Parlamento Europeu aprova programa para monitorizar e, se possível, eliminar, os detritos no espaço.

Lixo espacial - ESAO Parlamento Europeu votou esta quarta-feira um programa para eliminar o chamado “lixo espacial”.

A quantidade de resíduos na órbita da Terra ameçam os satélites em funcionamento e as naves espaciais e “precisam de ser monitorizados”, diz o Parlamento em comunicado.

Desde o lançamento do Sputnik, em 1957, foram lançados mais de 6.000 satélites, “muitos deles fora de uso, mas ainda na órbita terrestre”. Como estes “equipamentos antigos se decompõem, explodem ou simplesmente colidem com outros objectos, criam ainda mais lixo espacial, o que por sua vez leva a mais colisões, ameaçando os voos espaciais”.

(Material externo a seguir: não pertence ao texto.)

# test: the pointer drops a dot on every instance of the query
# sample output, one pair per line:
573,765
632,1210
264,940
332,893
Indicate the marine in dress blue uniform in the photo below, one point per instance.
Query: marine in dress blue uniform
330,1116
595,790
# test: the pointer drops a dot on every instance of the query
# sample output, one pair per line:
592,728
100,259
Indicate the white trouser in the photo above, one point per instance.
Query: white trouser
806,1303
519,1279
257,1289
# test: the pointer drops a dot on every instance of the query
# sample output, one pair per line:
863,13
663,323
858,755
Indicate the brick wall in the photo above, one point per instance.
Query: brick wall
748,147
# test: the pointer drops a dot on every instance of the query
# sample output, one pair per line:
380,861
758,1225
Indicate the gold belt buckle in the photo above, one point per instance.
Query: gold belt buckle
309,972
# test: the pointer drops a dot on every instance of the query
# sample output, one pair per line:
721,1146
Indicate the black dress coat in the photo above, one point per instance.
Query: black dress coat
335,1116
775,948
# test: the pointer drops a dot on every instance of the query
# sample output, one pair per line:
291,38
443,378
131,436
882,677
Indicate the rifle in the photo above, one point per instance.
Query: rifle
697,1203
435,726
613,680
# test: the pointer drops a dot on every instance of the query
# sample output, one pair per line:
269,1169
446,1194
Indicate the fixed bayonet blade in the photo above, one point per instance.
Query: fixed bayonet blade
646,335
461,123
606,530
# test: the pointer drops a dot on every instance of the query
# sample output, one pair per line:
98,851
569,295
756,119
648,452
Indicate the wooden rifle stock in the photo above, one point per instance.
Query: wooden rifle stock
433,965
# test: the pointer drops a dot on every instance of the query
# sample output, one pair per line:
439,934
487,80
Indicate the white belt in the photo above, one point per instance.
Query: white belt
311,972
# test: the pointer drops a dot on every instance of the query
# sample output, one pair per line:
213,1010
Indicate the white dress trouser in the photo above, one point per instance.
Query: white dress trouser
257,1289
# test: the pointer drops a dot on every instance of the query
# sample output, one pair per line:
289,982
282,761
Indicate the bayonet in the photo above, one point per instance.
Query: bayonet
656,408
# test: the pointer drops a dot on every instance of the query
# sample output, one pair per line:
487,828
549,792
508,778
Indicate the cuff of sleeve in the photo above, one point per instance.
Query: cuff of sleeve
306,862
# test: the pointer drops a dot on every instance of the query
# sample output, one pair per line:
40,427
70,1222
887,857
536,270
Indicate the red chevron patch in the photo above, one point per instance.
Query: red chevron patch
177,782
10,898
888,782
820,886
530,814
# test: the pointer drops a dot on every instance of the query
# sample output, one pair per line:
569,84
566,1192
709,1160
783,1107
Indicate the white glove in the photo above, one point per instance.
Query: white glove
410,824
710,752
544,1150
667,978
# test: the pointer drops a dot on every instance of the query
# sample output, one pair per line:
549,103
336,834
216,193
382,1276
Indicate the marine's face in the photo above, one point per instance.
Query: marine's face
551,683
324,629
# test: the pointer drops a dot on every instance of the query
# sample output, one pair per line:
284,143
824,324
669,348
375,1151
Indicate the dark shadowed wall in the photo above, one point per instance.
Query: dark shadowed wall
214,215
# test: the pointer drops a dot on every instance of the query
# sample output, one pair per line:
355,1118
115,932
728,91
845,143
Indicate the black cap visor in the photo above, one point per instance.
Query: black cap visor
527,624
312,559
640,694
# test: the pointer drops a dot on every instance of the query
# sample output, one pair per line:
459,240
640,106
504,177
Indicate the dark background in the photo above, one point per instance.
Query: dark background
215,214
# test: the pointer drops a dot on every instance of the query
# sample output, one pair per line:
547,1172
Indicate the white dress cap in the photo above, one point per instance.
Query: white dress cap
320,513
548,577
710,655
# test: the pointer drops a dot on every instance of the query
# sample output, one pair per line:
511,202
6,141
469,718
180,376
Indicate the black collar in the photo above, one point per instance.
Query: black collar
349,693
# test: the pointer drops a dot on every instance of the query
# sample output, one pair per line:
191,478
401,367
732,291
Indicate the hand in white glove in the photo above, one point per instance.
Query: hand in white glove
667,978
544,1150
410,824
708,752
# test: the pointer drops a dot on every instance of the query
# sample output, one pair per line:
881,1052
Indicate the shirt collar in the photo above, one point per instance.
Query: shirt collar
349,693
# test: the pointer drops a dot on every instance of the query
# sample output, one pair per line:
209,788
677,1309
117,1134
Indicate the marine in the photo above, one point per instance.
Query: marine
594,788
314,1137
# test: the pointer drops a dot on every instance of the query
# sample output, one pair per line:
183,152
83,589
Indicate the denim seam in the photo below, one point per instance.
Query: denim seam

O novo programa europeu, já acordado com os Estados-membros, terá um financiamento de 70 milhões de euros e é acompanhado por uma outra proposta para recolha do lixo espacial, a CleanSpace, da Agência Espacial Europeia (ESA).

O objectivo é ter uma nave a “caçar” detritos a uma altitude polar entre os 800 e os mil quilómetros de altitude, com o lixo a ser apanhado por “uma rede ou arpão ou tentáculo”.

“Décadas de lançamentos deixaram a Terra cercada por uma auréola de lixo espacial: mais de 17 mil objectos detectados maiores do que uma chávena de café”, diz a ESA, considerando que “mesmo uma porca com um centímetro pode ter a força de uma granada de mão”.

Segundo a NASA, há “um número estimado de 500 mil pedaços de detritos de todos os tamanhos” e “que vão desde manchas de tinta até naves espaciais abandonadas”.